You might get Malware when you deliberately install software, by clicking on a link that says "Your Computer is Unprotected Click Here" or similiar, or accidentally when installing something else that you do want.

It used to be that viruses were the main malware problem, people created software that did things like deleting files and screwing things up so your computer didn't work. The creators got there "kicks" by reports of how many computers they had managed to infect.

These days most malware work silently in the background. The bad guys realised that there was money to be made. Malware can do all sorts of things you don't want done to your computer from recording and sending your passwords to sending thousands of spam email messages, and there are people out there that pay others to use their botnets.

Common Sense is Still Required

Most unauthorised accesss to computers doesn't happen because of hackers or botnets, viruses or malware. Most unauthorised access to computers is as a result of "social engineering", bad guys tricking people into installing the nasty software or giving the bad guys access to the computer and the password.

Don't Buy Software Over the Phone

Two weeks ago a lady I know answered the phone to a call from a guy offering to stop her computer from being affected by a particularly nasty virus that he said was quickly spreading amongst Bay of Plenty computers that very afternoon. My friend was conned into going to a website that the caller gave her and putting her credit card number into the form on the site so she could download and install the software they said would prevent the virus from getting onto her computer. The bill was $399.99 in US dollars!

She rang me soon after and said "I think I've may have done something very stupid".

I had a look at it for her. Of course she had perfectly adequate anti-virus software before, but now had this new stuff installed.  It had disable the existing security software and disabled the warnings that Windows generates when no security software is running. It had installed two icons on the desktop and two on the taskbar. When you clicked one of them it invariably said that you had a problem and you should click again to fix it, once you did that it would flash for a wee while and then tell you it had repaired the problems. Certain that it was bogus I looked in the directory it was installed in and found a number of image files. All the software did was display a picture that said you had a problem then another and another and then one that said all was OK. Really it was nothing more than a slideshow, useless. MalwareBytes got rid of it.

Apple Computers Are Vulnerable to Security Threats

Owners of Apple computers can no longer ignore security threats.

According to computer security software maker, Trend Micro, Apples OS/X leads all other major computer operating systems for reported vulnerabilities in over the first three months of 2012.

According to the Document by Trend Micro, Apple reported 91 vulnerabilities during the period, giving it the top spot amongst the top 10 technology vendors according to the report, "Security in the age of Mobility." Which was commissioned by Trend Micro.

The list of vulnerabilities for major operating systems and applications makes for interesting reading  and turns prevailing wisdom around which vendors have the most secure products on its head.
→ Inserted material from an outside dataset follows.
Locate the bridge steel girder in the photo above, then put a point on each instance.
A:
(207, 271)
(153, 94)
Both Oracle (78 vulnerabilities) and Google (73 vulnerabilities) followed Apple, whilst Microsoft (with 43 reported vulnerabilities), IBM (42), Cisco (36) and Mozilla (30) listed with nearly half the number of vulnerabilities compared to Apple.

Trend Micro also found 5,000 new malicious Android apps and saw this as an increasingly serious threat; "With the increased use of smartphones for Internet access and the huge Android user base, the increase in attacks targeting the platform is thus not surprising,"  according to the report.

The reports findings are bad news for the Cupertino computing giant who had attracted severe criticism amidst the Flashback Trojan outbreak, which is estimated to have infected more than 600,000 Macs (estimates vary but a staggering 140,000 Macs are believed to still be afflicted with Flashback globally).